Portmeirion, Gwyllt Woods

21 Mar 2009
25 Apr 2009

Portmeirion, Gwyllt Woods, a peninsula in the north of Wales, is famous for its atypical climate and beautiful scenery. Its history boasts a number of remarkable individuals.

With:

Daniel Roth has assembled drawings, photos and installations to produce non-linear narratives related to specific existing locations, most notably their topography and history, which in this case is the peninsula of Portmeirion in Wales. The compilation is inconsistent, shifting between past, present and future, and between fact and fiction. Roth plays with the tension evoked by this remote place with its unusual inhabitants; it makes an ideal background for possible stories.
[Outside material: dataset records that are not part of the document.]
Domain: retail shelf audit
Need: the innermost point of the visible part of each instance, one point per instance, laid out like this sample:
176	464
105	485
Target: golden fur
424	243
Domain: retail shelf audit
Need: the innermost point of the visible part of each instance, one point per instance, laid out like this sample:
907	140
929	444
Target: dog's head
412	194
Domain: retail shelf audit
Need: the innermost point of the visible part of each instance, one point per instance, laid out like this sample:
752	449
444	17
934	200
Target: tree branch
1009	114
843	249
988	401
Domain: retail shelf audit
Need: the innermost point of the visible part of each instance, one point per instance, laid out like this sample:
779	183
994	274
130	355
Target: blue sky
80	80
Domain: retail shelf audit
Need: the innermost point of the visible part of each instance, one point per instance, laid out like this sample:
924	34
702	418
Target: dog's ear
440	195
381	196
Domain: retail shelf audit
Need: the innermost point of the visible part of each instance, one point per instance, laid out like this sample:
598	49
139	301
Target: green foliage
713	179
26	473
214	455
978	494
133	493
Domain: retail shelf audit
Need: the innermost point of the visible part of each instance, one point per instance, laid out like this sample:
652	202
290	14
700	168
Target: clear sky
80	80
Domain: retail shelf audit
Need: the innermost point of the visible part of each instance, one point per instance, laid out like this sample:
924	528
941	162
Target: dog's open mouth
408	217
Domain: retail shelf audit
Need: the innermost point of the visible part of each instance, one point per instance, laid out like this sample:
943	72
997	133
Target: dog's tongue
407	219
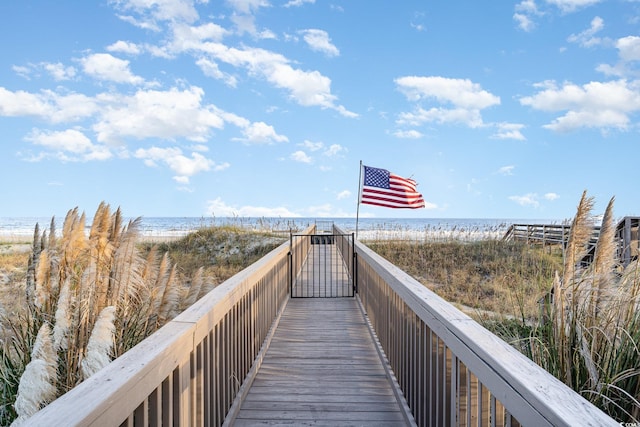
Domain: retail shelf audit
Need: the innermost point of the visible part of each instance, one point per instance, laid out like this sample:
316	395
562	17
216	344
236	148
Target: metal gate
326	262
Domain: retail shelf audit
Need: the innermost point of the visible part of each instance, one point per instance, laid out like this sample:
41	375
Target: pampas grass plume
37	384
100	344
63	319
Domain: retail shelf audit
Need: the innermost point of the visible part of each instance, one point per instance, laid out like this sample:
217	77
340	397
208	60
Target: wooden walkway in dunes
322	368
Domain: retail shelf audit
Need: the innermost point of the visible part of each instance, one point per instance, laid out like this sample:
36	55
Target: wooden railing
189	371
451	370
545	234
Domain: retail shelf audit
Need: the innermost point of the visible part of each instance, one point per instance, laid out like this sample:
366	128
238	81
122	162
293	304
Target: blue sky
266	107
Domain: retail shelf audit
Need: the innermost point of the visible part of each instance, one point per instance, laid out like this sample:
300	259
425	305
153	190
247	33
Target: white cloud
188	37
568	6
345	194
587	37
59	71
466	99
125	47
525	23
509	131
408	134
307	88
247	6
506	170
104	66
157	114
319	41
296	3
151	12
219	208
262	133
530	199
183	166
68	145
593	105
312	146
301	156
47	105
334	150
211	69
629	48
459	92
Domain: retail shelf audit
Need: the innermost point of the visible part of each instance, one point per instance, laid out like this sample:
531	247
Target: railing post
354	264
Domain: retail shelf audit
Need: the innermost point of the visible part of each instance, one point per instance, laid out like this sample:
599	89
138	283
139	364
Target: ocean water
364	228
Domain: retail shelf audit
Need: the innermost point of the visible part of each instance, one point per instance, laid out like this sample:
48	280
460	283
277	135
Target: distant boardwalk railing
452	371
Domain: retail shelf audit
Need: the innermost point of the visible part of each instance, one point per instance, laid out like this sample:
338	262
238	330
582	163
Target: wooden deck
322	368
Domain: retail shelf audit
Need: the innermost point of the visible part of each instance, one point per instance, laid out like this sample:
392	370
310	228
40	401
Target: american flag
382	188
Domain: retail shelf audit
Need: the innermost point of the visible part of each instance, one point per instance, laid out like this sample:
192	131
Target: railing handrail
527	391
167	361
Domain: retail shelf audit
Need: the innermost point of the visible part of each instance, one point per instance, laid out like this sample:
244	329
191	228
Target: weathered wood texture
324	274
453	371
188	372
322	368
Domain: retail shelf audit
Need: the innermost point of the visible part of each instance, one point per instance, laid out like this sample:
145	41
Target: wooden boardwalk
322	368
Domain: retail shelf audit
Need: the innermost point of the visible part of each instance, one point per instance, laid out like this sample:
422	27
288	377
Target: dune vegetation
86	298
579	321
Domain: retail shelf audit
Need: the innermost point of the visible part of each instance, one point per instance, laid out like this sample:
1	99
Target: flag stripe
382	188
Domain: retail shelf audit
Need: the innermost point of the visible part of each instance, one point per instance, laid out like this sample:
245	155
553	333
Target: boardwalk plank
322	368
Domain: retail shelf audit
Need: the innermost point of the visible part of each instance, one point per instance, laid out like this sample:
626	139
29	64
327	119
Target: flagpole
359	191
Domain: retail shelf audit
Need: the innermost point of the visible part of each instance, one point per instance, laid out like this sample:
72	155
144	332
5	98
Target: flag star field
266	108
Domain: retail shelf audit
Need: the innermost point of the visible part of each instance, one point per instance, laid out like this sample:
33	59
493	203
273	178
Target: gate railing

Roth’s works are abstracted but imaginative approaches to his chosen narratives. They provide additional layers of meaning that overlap with the existing stories of Portmeirion. The sculptures appear to be ruins, which do not refer literally to known elements of one of the stories but might nonetheless be relics of them. Two large, tapering anthracite blocks, Two Towers (2008) with cavities and broken edges, tower over the scene from the middle of the exhibition space, like the remains of towers built by Clough Ellis Williams. The photograph is poetic and was apparently found, as archive material, but it radiates a certain tension, with a suggestion of a gate opening onto a hidden world.